Despite his poor form Martyn was widely expected to retain his place due to Shane Watson's lack of fitness and the fact that the third test was to be played at the WACA Ground, Martyn's home ground. It came as a surprise when on 8 December 2006, Martyn announced his immediate retirement from all domestic and international cricket. Commenting on his decision, Martyn said: "I would like to advise of my retirement from cricket, effective from today. I do so with a deep awareness of the opportunities that the game and Cricket Australia have provided for me." Cricket Australia CEO James Sutherland insisted that Martyn had not been pushed and that Martyn was originally going to be named in the squad for the third Test.

==Records and achievements==
===International centuries===
Martyn scored a century (100 runs or more) on 13 occasions in Test cricket and 5 in One Day International (ODI) matches, but has not scored a century in Twenty20 international.

==== Test centuries ====
Martyn scored his first century, about 9 years after making his debut, in The Ashes, against England on 5 July 2001 at Edgbaston Cricket Ground, Birmingham scoring 105 runs in the process. His performance in the series earned him the Wisden cricketer of the year award for 2001. His highest score of 165 runs came against New Zealand on 18 March 2005 at Basin Reserve, Wellington. His last Test century was against South Africa on 31 March 2006 at The Wanderers Stadium, Johannesburg where he scored 101 runs. Out of his 13 Test centuries, 8 has been scored on the first innings and the rest 5 in the second innings.

| No. | Score | Against | Pos. | Inn. | Test | Venue | H/A | Date | Result |
|---|---|---|---|---|---|---|---|---|---|
| 1 | 105 | England | 6 | 1 | 1/5 | Edgbaston, Birmingham | Away | 5 July 2001 | Won |
| 2 | 118 | England | 5 | 1 | 4/5 | Headingley, Leeds | Away | 16 August 2001 | Lost |
| 3 | 124* | South Africa | 6 | 1 | 1/3 | Adelaide Oval, Adelaide | Home | 14 December 2001 | Won |
| 4 | 117 | South Africa | 6 | 1 | 3/3 | Sydney Cricket Ground, Sydney | Home | 2 January 2002 | Won |
| 5 | 133 | South Africa | 6 | 1 | 1/3 | The Wanderers Stadium, Johannesburg | Away | 22 February 2002 | Won |
| 6 | 110 | Sri Lanka | 4 | 2 | 1/3 | Galle International Stadium, Galle | Away | 8 March 2004 | Won |
| 7 | 161 | Sri Lanka | 4 | 2 | 2/3 | Asgiriya Stadium, Kandy | Away | 16 March 2004 | Won |
| 8 | 104 | India | 5 | 2 | 2/4 | MA Chidambaram Stadium, Chennai | Away | 14 October 2004 | Drawn |
| 9 | 114 | India | 4 | 1 | 3/4 | Vidarbha Cricket Association Ground, Nagpur | Away | 26 October 2004 | Won |
| 10 | 100* | Pakistan | 4 | 2 | 1/3 | Western Australia Cricket Association Ground, Perth | Home | 16 December 2004 | Won |
| 11 | 142 | Pakistan | 4 | 1 | 2/3 | Melbourne Cricket Ground, Melbourne | Home | 26 December 2004 | Won |
| 12 | 165 | New Zealand | 4 | 1 | 2/3 | Basin Reserve, Wellington | Away | 18 March 2005 | Drawn |
| 13 | 101 | South Africa | 4 | 2 | 3/3 | New Wanderers Stadium, Johannesburg | Away | 31 March 2006 | Won |

====ODI centuries ====
Martyn's first ODI century came against New Zealand on 3 March 2000 at Eden Park, Auckland, he scored 116 and remained not out. A knock of 144 runs from 149 balls against Zimbabwe on 4 February 2001 at the WACA Ground, Perth is his highest ODI score. His last ODI century was against India on 1 November 2003 at Wankhede Stadium, Mumbai where he scored 100 runs and also won the man of the match award.

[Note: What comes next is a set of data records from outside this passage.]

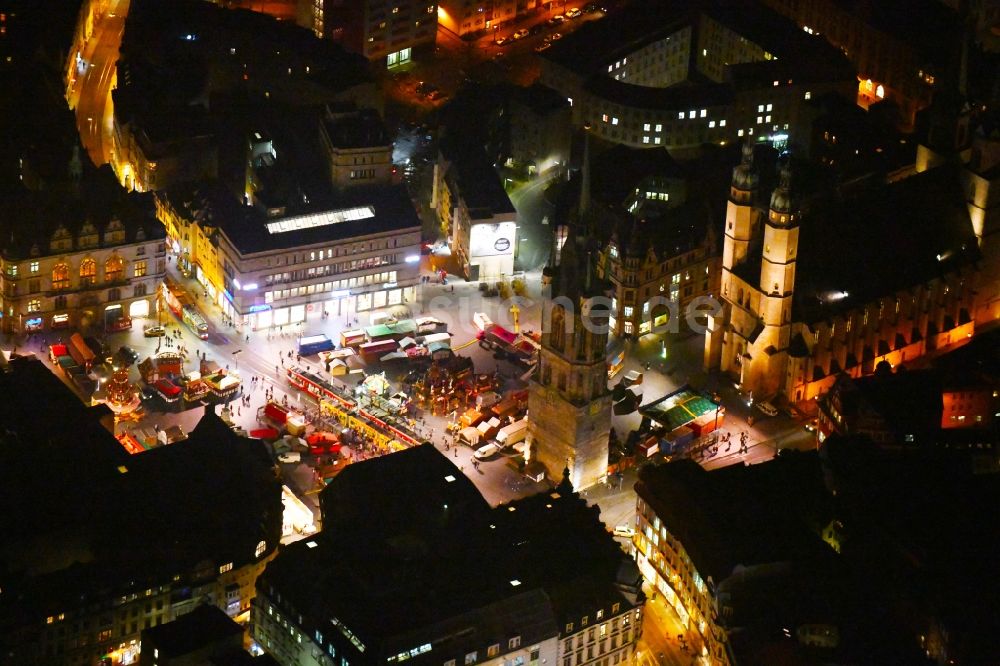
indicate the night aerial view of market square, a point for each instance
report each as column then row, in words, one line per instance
column 500, row 332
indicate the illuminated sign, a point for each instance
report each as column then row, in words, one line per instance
column 320, row 219
column 492, row 240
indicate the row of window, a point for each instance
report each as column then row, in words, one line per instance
column 388, row 277
column 60, row 302
column 332, row 269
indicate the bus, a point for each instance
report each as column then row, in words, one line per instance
column 347, row 410
column 181, row 304
column 314, row 344
column 317, row 387
column 373, row 351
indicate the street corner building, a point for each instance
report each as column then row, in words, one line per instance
column 100, row 545
column 414, row 566
column 816, row 283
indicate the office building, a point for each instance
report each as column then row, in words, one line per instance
column 661, row 255
column 659, row 75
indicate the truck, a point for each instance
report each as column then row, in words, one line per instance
column 314, row 344
column 520, row 348
column 513, row 433
column 182, row 305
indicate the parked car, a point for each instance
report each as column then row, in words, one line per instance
column 766, row 407
column 128, row 354
column 624, row 531
column 487, row 451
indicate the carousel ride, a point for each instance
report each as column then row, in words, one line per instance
column 122, row 396
column 448, row 385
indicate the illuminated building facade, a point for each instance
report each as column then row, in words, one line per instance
column 664, row 247
column 359, row 149
column 899, row 48
column 712, row 74
column 390, row 32
column 474, row 210
column 805, row 296
column 357, row 256
column 334, row 599
column 65, row 271
column 464, row 17
column 539, row 133
column 129, row 541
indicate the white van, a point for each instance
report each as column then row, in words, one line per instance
column 513, row 433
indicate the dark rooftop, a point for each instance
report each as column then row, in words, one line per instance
column 479, row 183
column 402, row 541
column 739, row 515
column 192, row 631
column 881, row 238
column 246, row 227
column 108, row 518
column 357, row 130
column 799, row 55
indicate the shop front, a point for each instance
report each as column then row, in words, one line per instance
column 115, row 318
column 139, row 309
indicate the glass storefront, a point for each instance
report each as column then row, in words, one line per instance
column 342, row 305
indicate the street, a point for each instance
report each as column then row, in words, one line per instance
column 90, row 94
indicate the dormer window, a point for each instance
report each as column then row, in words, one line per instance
column 88, row 235
column 114, row 234
column 61, row 240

| No. | Score | Against | Pos. | Inn. | S/R | Venue | H/A/N | Date | Result |
|---|---|---|---|---|---|---|---|---|---|
| 1 | 116* | New Zealand | 2 | 1 | 85.92 | Eden Park, Auckland | Away | 3 March 2000 | Lost |
| 2 | 144* | Zimbabwe | 2 | 1 | 96.64 | WACA, Perth | Home | 4 February 2001 | Won |
| 3 | 104* | South Africa | 4 | 1 | 85.95 | Brisbane Cricket Ground, Brisbane | Home | 20 January 2002 | Won |
| 4 | 101* | England | 4 | 1 | 88.59 | Bellerive Oval, Hobart | Home | 11 January 2003 | Won |
| 5 | 100 | India | 4 | 1 | 84.03 | Wankhede Stadium, Mumbai | Away | 1 November 2003 | Won |

==Health issues==
On 26 December 2025, Martyn fell ill and was rushed to hospital and placed in an induced coma, after being diagnosed with Meningitis. Having been described as in a "fight for his life", Martyn awoke from his coma on 4 January 2026, with the news announced by his close friend and former teammate, Adam Gilchrist.